# Bearded Dragon



## rip18 (Jun 1, 2012)

Little Critter's bearded dragon was pulled out for a photo opp...

Nikon D300s, Dine 105 mm, f/4, 1/100th second, ISO 1000, flash as main light, tripod, cropped from horizontal to vertical.


----------



## rip18 (Jun 1, 2012)

We gave him a few meal worms, and he performed on command...

Nikon D300s, Dine 105 mm, f/8, 1/500th second, ISO 1000, flash as main light, tripod, slight crop.


----------



## Crickett (Jun 1, 2012)

Oh wow he's cool! My daughter will be so jealous. Every time we go into a pet store she asks for one.


----------



## Lee Woodie (Jun 1, 2012)

Hey Rip can you get one with it displaying its beard in a threatening position.Those shots you have are great.I just like to see them all puffed up .And it doesn't have problems with digesting meal-worms.


----------



## Hoss (Jun 1, 2012)

Little critter has some cool pets and you get some wonderful models for photos.

Hoss


----------



## Oak-flat Hunter (Jun 1, 2012)

How cool is that !!! nice shots.


----------



## wvdawg (Jun 1, 2012)

Awesome shots - will work for food!


----------



## LOVEMYLABXS (Jun 1, 2012)

Some mighty fine shots of the dragon rip


----------



## carver (Jun 1, 2012)

very nice Rip.


----------



## rip18 (Jun 1, 2012)

Thanks, y'all!



Lee Woodie said:


> Hey Rip can you get one with it displaying its beard in a threatening position.Those shots you have are great.I just like to see them all puffed up .And it doesn't have problems with digesting meal-worms.

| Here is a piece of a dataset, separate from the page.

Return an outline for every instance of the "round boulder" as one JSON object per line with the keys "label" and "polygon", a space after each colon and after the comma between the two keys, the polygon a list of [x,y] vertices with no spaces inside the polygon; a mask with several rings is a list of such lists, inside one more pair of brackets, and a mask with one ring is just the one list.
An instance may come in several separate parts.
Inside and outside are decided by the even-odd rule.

I don't think so, Lee.  This one is so calm & habituated to people that I've never seen it puff up...  It hasn't ever had a problems digesting mealworms, but it mostly gets greens of some sort with crickets & mealworms as a special treat.


----------



## quinn (Jun 1, 2012)

She does loves her little critters!


----------



## Joker (Jun 2, 2012)

I really like that second shot, just looks mean.


----------